After a brief rest we ventured out to see one of the famous devales in Matara. The province has many ancient Buddhist temples including Umangala Raja Maha Vihara (3rd century), Athkanda Temple (5th century), Devundara Devale (8th century) and Galgane Devale (8th century). The Devundara or Vishnu Devale is set amid a large garden.

There is a majestic stupa and another shrine painted in bright blue. The place is a riot of colour. Pilgrims have journeyed from every part of Sri Lanka. They offer trays laden with fruits to the kapu mahathmaya- a temple custodian who invokes prayers and chants, clad in white sarong and shirt. To the right of this temple are 7 mini shrines dedicated to various gods. Vishnu devale has 2 resident elephants: Kalana and Lasandha. The elephants remind us of the regal splendour of these bygone kingdoms. A third elephant named Abaya had passed away some years ago. From here we navigate to the southernmost tip of Sri Lanka, the point of Dondra.

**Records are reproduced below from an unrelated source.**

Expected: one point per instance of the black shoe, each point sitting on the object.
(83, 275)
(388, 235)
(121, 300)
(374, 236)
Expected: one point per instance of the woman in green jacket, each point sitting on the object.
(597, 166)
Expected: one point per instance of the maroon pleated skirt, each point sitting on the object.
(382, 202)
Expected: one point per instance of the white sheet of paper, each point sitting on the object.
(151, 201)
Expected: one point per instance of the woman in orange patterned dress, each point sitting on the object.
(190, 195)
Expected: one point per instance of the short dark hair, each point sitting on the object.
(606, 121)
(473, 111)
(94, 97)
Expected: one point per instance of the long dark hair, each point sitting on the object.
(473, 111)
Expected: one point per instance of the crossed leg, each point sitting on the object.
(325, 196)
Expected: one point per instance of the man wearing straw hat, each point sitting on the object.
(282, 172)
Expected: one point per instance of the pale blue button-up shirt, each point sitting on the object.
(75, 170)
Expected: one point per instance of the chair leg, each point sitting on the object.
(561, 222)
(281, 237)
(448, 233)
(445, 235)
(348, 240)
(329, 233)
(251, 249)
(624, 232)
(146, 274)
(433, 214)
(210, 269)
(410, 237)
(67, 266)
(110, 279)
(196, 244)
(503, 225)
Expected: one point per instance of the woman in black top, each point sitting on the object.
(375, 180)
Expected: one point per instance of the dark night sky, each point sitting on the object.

We are keen to see the famous lighthouse built in 1890. The massive white tower stands like a sentinel to the southern coast. Thankfully, the gates are open and we are greeted by the lighthouse keeper Harischandra who has served faithfully for more than two decades. The Dondra Lighthouse at 160 feet (with 8 floors) is the tallest in Asia and still fully operational. Her main light empowered with 40 bulbs can illuminate the night with a visual range of 25 kilometers. There is rotating radar that is at the top. This is manned by Navy personnel. The lighthouse crew have been instrumental in identifying ships in distress. They have also helped many stranded local fishing vessels guiding them to safety. The last venue for the day was a visit to Polhena beach, where the shore remains clean.

The next morning I was presented a mild challenge. About 500 meters from Jetwing hotel is a small island. I set off on a plastic kayak, with the lifeguard. The sea around this lovely island is about 5 feet in depth. The island has total privacy and is ideal for a picnic. It felt awesome to be in the middle of the ocean, yet so close to the shore.

I did not have time to go whale watching. I hear this is another fun adventure and you have to set off around 5 am. Matara is a destination full of history. As I stood on the island I reflected on the beautiful words I remember seeing at St. Mary’s Church which said, ‘There are no endings, only pauses when we look for new beginnings”.